The debate has become a power struggle that goes far beyond technical regulatory details and increasingly touches on the basic structure of the US financial system.
Banks argue that Stablecoin interest would lead to massive capital outflows from the traditional banking system. You’re talking about several trillion dollars that could move into tokenized dollar products.
The crypto industry counters that the banks primarily want to protect their margins and endanger the innovative strength of the US market. The financial policy situation was further destabilized when Coinbase withdrew its support for the planned US crypto legislative package, thereby shaking up negotiations in Congress.
At the same time, the industry’s political influence is growing: crypto protagonists have raised record sums, and the Trump administration is signaling openness towards the crypto industry.
It is currently unclear whether the stablecoin lobby can still reach a viable deal. Republican lawmakers are trying to mediate between banking interests and the crypto industry, but the fronts are hardening. Banks want a complete ban on interest rates and stricter barriers to access to Fed infrastructure. The crypto industry, on the other hand, demands regulatory clarity that does not fundamentally restrict its business models. The likelihood of a short-term compromise decreases the longer internal tensions within the industry persist.

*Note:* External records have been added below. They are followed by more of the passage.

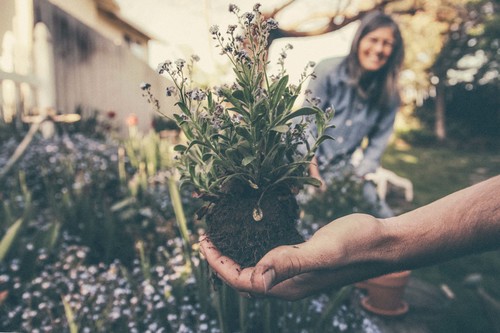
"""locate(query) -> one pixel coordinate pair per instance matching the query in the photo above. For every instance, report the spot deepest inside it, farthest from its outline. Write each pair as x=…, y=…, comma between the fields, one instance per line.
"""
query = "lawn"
x=435, y=172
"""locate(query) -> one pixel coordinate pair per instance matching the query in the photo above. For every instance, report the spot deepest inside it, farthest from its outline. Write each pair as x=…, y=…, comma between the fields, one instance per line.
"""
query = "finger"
x=226, y=268
x=279, y=264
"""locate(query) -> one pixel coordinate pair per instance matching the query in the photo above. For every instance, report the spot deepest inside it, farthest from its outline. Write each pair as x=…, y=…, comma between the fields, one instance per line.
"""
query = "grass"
x=435, y=172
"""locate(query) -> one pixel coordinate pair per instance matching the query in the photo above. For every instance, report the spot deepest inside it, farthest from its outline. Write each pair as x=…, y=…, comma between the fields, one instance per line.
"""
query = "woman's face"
x=375, y=48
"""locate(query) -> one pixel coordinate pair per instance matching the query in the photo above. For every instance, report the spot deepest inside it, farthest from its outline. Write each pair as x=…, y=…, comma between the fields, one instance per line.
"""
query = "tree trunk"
x=440, y=125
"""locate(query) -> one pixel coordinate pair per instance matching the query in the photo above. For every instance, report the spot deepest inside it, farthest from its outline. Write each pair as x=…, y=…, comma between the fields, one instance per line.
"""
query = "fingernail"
x=268, y=279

It is unlikely that the US conflict will spill over directly into the eurozone, but indirect effects are realistic. With MiCAR, the EU has a well-developed regulatory regime that strictly limits interest rate models for stablecoins and binds issuers more closely to traditional financial rules.
Nevertheless, EU banks are watching the US debate closely, as a liberal US market could provide stronger competition to EU institutions. If US regulation allows stablecoin interest rates, it could reignite the discussion about the competitiveness of European financial markets.
Conversely, a US interest rate ban would strengthen the position of the EU crypto industry, but would also limit the attractiveness of European stablecoin projects. The conflict itself is not directly imported – but its economic and political consequences are.